When doing business with funds or other entities structured as limited liability partnerships, natural persons behind all Limited Partners (ownership requirement) as well as natural persons behind a General Partner (control requirements) are their UBOs.  This is relevant for Israeli companies considering an investment from or close cooperation with an overseas entity that has an opaque ownership structure.  For example, when a potential investor is an offshore limited liability partnership, conducting due diligence on that entity only would not be sufficient and will not likely provide any meaningful results.  Instead, one should request from a counterparty a detailed ownership structure of the entity in question and conduct appropriate due diligence on all of its UBOs.  When doing business with potential counterparts in jurisdictions like China or Russia, one of the important issues to be aware of is whether any of the counterpart’s UBOs is on a sanctions list or is a politically exposed person (“PEP”).

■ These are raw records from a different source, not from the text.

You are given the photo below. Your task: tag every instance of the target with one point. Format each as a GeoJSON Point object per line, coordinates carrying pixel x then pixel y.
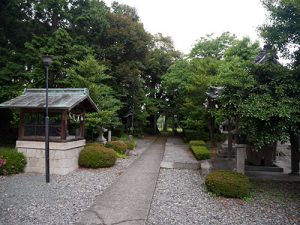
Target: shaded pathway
{"type": "Point", "coordinates": [128, 200]}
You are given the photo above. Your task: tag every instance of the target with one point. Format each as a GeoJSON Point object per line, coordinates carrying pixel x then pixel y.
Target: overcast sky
{"type": "Point", "coordinates": [188, 20]}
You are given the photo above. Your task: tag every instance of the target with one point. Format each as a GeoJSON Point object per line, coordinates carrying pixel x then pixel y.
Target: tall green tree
{"type": "Point", "coordinates": [89, 73]}
{"type": "Point", "coordinates": [212, 47]}
{"type": "Point", "coordinates": [160, 57]}
{"type": "Point", "coordinates": [283, 32]}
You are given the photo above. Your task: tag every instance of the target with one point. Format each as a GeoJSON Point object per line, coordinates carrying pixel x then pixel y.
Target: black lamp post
{"type": "Point", "coordinates": [47, 60]}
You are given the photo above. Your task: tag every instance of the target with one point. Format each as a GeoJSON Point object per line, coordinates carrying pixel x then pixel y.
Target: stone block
{"type": "Point", "coordinates": [22, 150]}
{"type": "Point", "coordinates": [40, 154]}
{"type": "Point", "coordinates": [30, 152]}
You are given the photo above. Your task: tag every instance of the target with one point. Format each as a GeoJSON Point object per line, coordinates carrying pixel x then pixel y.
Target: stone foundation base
{"type": "Point", "coordinates": [63, 156]}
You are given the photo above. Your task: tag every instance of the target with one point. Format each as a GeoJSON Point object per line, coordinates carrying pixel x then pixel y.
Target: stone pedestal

In the context of sanctions, knowing the UBOs of an entity is critical. Under the regulations of the U.S. Office of Foreign Assets Control(“OFAC”), even if an entity is not listed on OFAC’s sanctions list, but is 50%or more owned by an entity or person that is on the list, the same prohibitions apply to dealing with such entity.

Unlike with sanctions, when someone is either on the sanctions list or not, PEP analysis is a bit of a grey area. The criteria for what defines a PEP are broad, but most professionals rely on the following characteristics defined by FATF:
-  executives     of state-owned corporations;
-  heads     of government;
-  various     politicians;
-  military     or judicial officials;
-  upper-level     management of state-owned enterprises or international organizations;
-  board     members of state-owned enterprises or international organizations;
-  C-suites     of state-owned enterprises or international organizations;
-  directors     of state-owned enterprises or international organizations.

There are different approaches to how far to extend PEP status and there are different PEP databases that help track PEP status. Even if someone is not on a PEP database, one still can make an argument that someone is politically exposed due to management position or directorship in a company that is majority owned by a state-owned enterprise.

PEPs present a higher risk for KYC procedures by financial institutions and various other counterparties that are required as part of their normal operational activities. Receiving an investment or otherwise dealing with a party that is affiliated with PEPs does not mean that your company is in violation of any laws or regulations, but you should be aware of much higher scrutiny (including decision not to engage) by financial institutions and other counterparties involved that can make operating more difficult.  More specifically, financial institutions are generally required, in relation to foreign PEPs, to:
-  have     appropriate risk-management systems to determine whether the customer or     the beneficial owner is a politically exposed person;
-  obtain     senior management approval for establishing (or continuing, for existing     customers) such business relationships;
-  take     reasonable measures to establish the source of wealth and source of funds;     and
-  conduct     enhanced ongoing monitoring of the business relationship.  

From a potential customer perspective, having a PEP among your shareholders or as a director may, for example, have an impact on your ability to work on classified contracts.  It may also make access to finance more difficult, as some institutions may not be willing to lend into a structure with an investor who may have influence or control and who has a PEP status.